John Healey resigned as defence secretary on Thursday, horrified at what he saw as penny-pinching after the chancellor offered the Ministry of Defence a £13.5bn uplift over four years – £5bn less than the £18.5bn the department had demanded for its investment plan.
Rachel Reeves, the chancellor, had grudgingly resorted to classic Treasury salami slicing: asking Whitehall departments to pare about 1% off capital budgets they had painstakingly negotiated less than a year ago. Alongside those cuts, she also promised to use her department’s reserve to pay for £3.5bn worth of projects the MoD had expected to fund itself.
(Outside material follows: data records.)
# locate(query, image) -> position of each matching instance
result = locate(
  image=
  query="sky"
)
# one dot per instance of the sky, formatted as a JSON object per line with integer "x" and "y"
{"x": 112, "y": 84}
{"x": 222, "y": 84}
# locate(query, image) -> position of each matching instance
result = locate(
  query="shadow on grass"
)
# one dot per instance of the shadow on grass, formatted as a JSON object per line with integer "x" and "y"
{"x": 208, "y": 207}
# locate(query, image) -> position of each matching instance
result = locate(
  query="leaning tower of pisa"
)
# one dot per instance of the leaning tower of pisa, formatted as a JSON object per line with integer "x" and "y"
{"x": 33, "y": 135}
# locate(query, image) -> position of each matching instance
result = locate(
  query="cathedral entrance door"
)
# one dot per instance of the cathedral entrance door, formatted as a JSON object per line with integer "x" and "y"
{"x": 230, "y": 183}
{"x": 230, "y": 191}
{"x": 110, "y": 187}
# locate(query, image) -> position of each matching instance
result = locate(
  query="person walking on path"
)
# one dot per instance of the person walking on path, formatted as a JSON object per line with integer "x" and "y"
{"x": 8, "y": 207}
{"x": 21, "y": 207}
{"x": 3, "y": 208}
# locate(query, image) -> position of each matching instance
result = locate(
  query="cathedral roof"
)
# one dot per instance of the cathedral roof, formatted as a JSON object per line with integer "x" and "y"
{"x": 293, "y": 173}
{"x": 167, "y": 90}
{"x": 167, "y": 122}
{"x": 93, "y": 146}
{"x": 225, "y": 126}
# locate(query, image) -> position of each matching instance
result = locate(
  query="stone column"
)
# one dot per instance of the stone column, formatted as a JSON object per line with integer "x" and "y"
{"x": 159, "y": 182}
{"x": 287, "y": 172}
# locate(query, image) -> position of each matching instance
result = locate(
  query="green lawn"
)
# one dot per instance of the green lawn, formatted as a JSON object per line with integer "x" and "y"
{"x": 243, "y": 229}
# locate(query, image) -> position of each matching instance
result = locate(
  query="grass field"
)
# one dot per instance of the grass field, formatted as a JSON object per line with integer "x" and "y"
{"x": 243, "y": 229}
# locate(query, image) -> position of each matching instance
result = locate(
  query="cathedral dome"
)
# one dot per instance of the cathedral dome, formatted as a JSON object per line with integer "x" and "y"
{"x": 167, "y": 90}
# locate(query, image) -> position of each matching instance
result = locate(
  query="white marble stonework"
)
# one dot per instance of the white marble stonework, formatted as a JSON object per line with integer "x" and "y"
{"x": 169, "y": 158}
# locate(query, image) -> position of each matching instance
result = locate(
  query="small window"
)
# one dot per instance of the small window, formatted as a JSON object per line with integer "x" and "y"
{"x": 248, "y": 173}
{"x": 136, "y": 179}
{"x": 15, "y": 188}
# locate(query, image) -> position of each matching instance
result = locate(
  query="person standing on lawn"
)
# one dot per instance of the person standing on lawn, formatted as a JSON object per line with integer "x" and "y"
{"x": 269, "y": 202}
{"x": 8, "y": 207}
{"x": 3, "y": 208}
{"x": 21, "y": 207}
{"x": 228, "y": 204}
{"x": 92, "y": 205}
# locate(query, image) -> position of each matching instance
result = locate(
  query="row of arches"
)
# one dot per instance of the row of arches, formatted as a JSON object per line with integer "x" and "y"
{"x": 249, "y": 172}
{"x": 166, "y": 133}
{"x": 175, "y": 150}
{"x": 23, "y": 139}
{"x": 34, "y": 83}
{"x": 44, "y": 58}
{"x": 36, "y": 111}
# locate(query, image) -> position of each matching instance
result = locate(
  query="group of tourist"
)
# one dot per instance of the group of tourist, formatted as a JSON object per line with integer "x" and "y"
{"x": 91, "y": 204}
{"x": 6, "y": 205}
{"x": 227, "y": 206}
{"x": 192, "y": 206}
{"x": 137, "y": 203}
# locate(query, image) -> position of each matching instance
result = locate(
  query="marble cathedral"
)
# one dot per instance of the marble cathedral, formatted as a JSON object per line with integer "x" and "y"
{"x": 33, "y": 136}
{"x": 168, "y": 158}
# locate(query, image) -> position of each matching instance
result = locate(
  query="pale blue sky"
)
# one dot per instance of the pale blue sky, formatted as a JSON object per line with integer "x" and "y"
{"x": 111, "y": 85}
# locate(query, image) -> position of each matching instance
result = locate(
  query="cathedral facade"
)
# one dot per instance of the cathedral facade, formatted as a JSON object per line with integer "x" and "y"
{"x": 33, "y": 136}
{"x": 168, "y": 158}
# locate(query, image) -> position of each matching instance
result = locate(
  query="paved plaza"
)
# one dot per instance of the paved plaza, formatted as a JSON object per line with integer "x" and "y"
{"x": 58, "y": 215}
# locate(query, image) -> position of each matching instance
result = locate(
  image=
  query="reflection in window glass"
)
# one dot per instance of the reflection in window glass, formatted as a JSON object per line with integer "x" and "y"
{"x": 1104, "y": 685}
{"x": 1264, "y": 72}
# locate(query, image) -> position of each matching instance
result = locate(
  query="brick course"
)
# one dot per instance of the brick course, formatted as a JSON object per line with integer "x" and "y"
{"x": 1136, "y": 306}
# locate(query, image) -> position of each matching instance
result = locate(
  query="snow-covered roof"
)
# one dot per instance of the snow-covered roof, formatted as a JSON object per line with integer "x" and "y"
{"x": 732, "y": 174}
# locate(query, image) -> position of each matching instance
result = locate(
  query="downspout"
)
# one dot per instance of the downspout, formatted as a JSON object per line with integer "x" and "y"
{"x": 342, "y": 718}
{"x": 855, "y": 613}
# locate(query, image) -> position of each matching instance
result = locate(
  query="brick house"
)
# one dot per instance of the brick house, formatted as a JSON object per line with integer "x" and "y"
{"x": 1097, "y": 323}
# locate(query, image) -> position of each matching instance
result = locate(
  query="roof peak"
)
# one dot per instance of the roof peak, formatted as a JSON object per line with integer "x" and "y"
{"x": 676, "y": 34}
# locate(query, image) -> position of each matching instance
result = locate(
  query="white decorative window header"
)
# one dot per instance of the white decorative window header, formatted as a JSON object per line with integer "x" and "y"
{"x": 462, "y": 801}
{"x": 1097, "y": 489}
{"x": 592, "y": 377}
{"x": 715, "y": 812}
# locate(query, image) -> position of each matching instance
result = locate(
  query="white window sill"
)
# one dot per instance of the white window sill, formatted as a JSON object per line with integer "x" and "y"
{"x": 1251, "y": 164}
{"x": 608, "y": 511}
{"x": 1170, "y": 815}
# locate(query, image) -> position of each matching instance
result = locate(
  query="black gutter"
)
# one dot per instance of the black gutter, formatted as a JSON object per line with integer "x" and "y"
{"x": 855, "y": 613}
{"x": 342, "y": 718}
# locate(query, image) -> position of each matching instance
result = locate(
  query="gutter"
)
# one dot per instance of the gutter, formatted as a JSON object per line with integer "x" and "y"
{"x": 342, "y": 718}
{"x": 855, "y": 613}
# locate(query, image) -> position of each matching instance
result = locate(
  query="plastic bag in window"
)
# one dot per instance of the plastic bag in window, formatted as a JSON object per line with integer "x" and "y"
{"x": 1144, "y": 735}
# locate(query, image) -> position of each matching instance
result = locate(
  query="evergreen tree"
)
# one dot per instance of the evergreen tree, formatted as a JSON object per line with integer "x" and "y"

“Defence secretary John Healey resigned after being offered £13.5bn, far short of the £18.5bn he demanded.”
Treasury insiders defended the cautious approach, pointing to the MoD’s notorious profligacy and dismissing warnings from military chiefs as having an inbuilt bias toward higher spending. They argued that the settlement was only about £1bn a year less than the MoD had demanded – a modest sum, they said, to resign over.
But Healey’s quiet fury came against a wider argument over how the UK can fund rising defence commitments. Keir Starmer has vocally promised to spend 3% of GDP on defence by some point in the next parliament, and 3.5% by 2035. Yet the prime minister has shown no political will to pursue the main options for funding those targets: spending cuts, tax rises or borrowing.
Spending cuts have already proved difficult. Welfare cuts were botched last year and reversed after a backlash from Labour MPs. The pensions triple lock is protected by the party’s manifesto. As for tax rises, the Treasury had already squeezed departments in the run-up to the spending review. Borrowing remains off the table.
The Defence Investment Plan, which was supposed to outline how the extra money would be spent, had still not been completed as of Friday after months of wrangling and delays. With Healey gone and the plan in disarray, the question of how Starmer will meet his defence promises – and keep his government intact – remains unanswered.